Now for the bad news. I give the airlines a D for luggage handling. As they've cracked down on carry on luggage, they've disappointed in the checked- baggage category. It's taking longer for bags to be delivered, and more bags are being misrouted as the luggage system gets overloaded.
Passenger service, too, disappoints. I give it a C-minus. Blame it on crowded planes. Frankly, I don't know how ticket agents and flight attendants, who are all underpaid in my opinion, bear up to their jobs. We've all heard passengers yelling at them, often for events out of their control. But there's also the occasional employee who forgets it's the customer who pays his or her salary. I wish the airlines would spend more time training staffers to be diplomatic and avoid conflict.
In the important category of safety, US-based airlines get an A simply because of the lack of accidents recently. Whether aircrafts are safer than ever to fly, I don't know, but the recent record is encouraging.
Fares. Give the airlines a B when it comes to leisure fares. After all, leisure travelers can still fly cheaply, as long as they're connecting to major cities. Fares to Asia plunged this year, and winter fares to Europe look as if they'll be as inexpensive as they were last winter. But business fares continue to increase, so I give the airlines a C-minus in that category.

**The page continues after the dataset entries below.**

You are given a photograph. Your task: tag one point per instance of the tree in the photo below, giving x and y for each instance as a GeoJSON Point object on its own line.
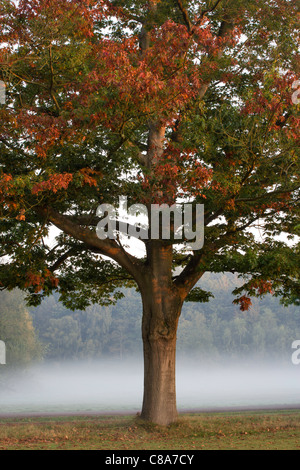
{"type": "Point", "coordinates": [162, 102]}
{"type": "Point", "coordinates": [17, 332]}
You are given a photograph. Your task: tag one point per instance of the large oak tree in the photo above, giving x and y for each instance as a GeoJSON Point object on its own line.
{"type": "Point", "coordinates": [161, 101]}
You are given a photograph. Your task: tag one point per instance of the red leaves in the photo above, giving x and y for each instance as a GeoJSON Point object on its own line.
{"type": "Point", "coordinates": [55, 183]}
{"type": "Point", "coordinates": [257, 287]}
{"type": "Point", "coordinates": [244, 302]}
{"type": "Point", "coordinates": [38, 280]}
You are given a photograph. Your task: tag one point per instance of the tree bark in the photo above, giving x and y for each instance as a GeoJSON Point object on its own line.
{"type": "Point", "coordinates": [161, 310]}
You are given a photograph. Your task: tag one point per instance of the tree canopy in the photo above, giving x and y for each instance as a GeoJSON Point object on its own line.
{"type": "Point", "coordinates": [163, 102]}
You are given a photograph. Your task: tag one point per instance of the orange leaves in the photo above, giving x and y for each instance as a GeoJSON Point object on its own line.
{"type": "Point", "coordinates": [244, 302]}
{"type": "Point", "coordinates": [61, 181]}
{"type": "Point", "coordinates": [87, 178]}
{"type": "Point", "coordinates": [38, 280]}
{"type": "Point", "coordinates": [257, 287]}
{"type": "Point", "coordinates": [177, 174]}
{"type": "Point", "coordinates": [55, 183]}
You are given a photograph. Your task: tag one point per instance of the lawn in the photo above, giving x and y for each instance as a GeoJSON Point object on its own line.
{"type": "Point", "coordinates": [269, 430]}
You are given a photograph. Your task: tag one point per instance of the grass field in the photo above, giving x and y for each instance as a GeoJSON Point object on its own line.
{"type": "Point", "coordinates": [274, 430]}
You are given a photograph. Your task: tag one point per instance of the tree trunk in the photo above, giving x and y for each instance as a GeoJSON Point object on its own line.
{"type": "Point", "coordinates": [161, 310]}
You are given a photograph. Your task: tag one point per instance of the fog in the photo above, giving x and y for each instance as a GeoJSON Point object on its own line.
{"type": "Point", "coordinates": [112, 386]}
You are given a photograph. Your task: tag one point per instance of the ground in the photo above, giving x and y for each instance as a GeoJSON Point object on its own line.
{"type": "Point", "coordinates": [261, 430]}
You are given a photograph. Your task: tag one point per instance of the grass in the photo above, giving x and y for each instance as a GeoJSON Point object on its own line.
{"type": "Point", "coordinates": [274, 430]}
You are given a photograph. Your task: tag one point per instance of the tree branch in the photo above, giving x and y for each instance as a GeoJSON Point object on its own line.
{"type": "Point", "coordinates": [106, 247]}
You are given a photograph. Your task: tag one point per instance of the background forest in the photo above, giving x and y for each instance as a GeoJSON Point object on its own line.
{"type": "Point", "coordinates": [212, 330]}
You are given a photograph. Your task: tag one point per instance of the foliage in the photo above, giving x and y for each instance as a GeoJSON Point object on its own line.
{"type": "Point", "coordinates": [17, 331]}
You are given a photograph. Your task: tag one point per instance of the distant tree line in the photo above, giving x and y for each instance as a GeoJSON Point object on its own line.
{"type": "Point", "coordinates": [214, 330]}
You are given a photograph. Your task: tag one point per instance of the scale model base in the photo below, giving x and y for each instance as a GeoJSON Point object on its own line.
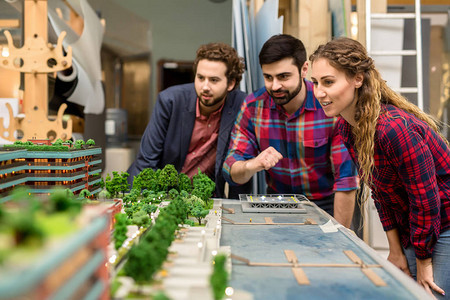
{"type": "Point", "coordinates": [268, 203]}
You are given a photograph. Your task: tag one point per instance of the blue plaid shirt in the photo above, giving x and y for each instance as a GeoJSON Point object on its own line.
{"type": "Point", "coordinates": [315, 162]}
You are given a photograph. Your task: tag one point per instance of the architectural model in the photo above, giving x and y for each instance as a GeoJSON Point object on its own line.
{"type": "Point", "coordinates": [289, 203]}
{"type": "Point", "coordinates": [75, 168]}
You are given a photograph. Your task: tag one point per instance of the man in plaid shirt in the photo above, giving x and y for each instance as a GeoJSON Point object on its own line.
{"type": "Point", "coordinates": [283, 130]}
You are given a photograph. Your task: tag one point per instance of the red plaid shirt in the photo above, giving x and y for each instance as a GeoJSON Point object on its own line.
{"type": "Point", "coordinates": [411, 178]}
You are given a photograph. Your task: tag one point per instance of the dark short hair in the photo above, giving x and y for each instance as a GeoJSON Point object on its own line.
{"type": "Point", "coordinates": [226, 54]}
{"type": "Point", "coordinates": [283, 46]}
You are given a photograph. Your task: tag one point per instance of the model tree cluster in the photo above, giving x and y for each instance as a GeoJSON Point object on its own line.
{"type": "Point", "coordinates": [186, 198]}
{"type": "Point", "coordinates": [19, 218]}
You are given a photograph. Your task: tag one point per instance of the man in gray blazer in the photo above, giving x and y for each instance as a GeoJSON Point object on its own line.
{"type": "Point", "coordinates": [191, 123]}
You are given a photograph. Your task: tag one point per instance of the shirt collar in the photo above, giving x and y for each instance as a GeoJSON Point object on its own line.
{"type": "Point", "coordinates": [213, 114]}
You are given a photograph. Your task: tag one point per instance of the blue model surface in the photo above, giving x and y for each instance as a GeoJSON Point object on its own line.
{"type": "Point", "coordinates": [266, 243]}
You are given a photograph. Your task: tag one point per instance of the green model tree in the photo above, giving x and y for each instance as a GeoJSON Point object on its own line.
{"type": "Point", "coordinates": [140, 218]}
{"type": "Point", "coordinates": [61, 200]}
{"type": "Point", "coordinates": [148, 179]}
{"type": "Point", "coordinates": [58, 142]}
{"type": "Point", "coordinates": [168, 178]}
{"type": "Point", "coordinates": [219, 277]}
{"type": "Point", "coordinates": [199, 212]}
{"type": "Point", "coordinates": [203, 186]}
{"type": "Point", "coordinates": [120, 230]}
{"type": "Point", "coordinates": [123, 183]}
{"type": "Point", "coordinates": [90, 143]}
{"type": "Point", "coordinates": [79, 144]}
{"type": "Point", "coordinates": [184, 183]}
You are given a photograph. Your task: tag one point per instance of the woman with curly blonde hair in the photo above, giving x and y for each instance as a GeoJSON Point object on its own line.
{"type": "Point", "coordinates": [400, 154]}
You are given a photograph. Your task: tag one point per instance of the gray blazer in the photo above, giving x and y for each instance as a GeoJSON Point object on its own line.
{"type": "Point", "coordinates": [167, 137]}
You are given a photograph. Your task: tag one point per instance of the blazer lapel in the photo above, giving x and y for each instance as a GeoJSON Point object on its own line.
{"type": "Point", "coordinates": [187, 124]}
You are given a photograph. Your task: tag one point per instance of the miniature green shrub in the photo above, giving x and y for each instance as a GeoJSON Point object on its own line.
{"type": "Point", "coordinates": [219, 277]}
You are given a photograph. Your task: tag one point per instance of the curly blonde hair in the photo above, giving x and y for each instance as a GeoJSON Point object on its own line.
{"type": "Point", "coordinates": [350, 57]}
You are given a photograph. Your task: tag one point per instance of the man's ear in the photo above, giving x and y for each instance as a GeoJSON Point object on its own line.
{"type": "Point", "coordinates": [304, 70]}
{"type": "Point", "coordinates": [231, 85]}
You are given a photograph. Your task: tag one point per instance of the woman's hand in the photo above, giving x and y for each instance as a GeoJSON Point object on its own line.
{"type": "Point", "coordinates": [399, 260]}
{"type": "Point", "coordinates": [425, 276]}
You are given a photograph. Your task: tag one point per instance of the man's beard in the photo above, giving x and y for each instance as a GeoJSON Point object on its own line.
{"type": "Point", "coordinates": [288, 96]}
{"type": "Point", "coordinates": [213, 101]}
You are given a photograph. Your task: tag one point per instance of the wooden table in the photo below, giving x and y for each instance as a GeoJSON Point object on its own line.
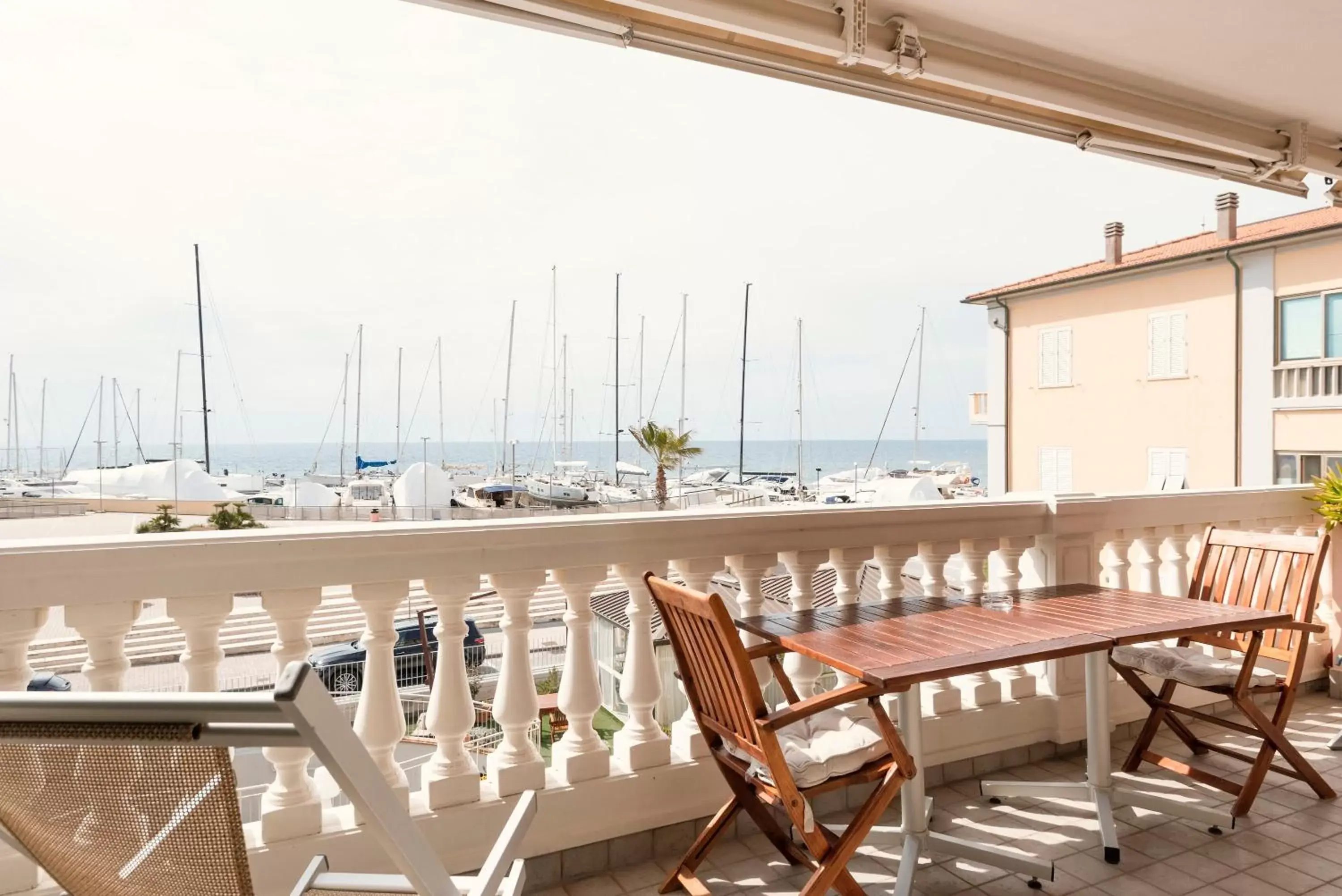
{"type": "Point", "coordinates": [902, 643]}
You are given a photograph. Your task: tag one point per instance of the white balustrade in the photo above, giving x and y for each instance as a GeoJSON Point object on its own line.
{"type": "Point", "coordinates": [200, 620]}
{"type": "Point", "coordinates": [104, 627]}
{"type": "Point", "coordinates": [641, 744]}
{"type": "Point", "coordinates": [941, 695]}
{"type": "Point", "coordinates": [892, 560]}
{"type": "Point", "coordinates": [849, 564]}
{"type": "Point", "coordinates": [1018, 680]}
{"type": "Point", "coordinates": [751, 571]}
{"type": "Point", "coordinates": [450, 777]}
{"type": "Point", "coordinates": [516, 765]}
{"type": "Point", "coordinates": [686, 738]}
{"type": "Point", "coordinates": [980, 687]}
{"type": "Point", "coordinates": [380, 721]}
{"type": "Point", "coordinates": [802, 566]}
{"type": "Point", "coordinates": [290, 807]}
{"type": "Point", "coordinates": [582, 754]}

The trouble spot on the horizon? These new alliances. They're all the rage. Yes, some schedules will be streamlined and the reciprocity of frequent flyer programs and airport club usage should benefit passengers. But in the long run, the alliances may lead to less competition and higher fares. If low- cost airlines are driven out of markets by the big boys, then the major carriers won't much care what kinds of grades we give them, will they?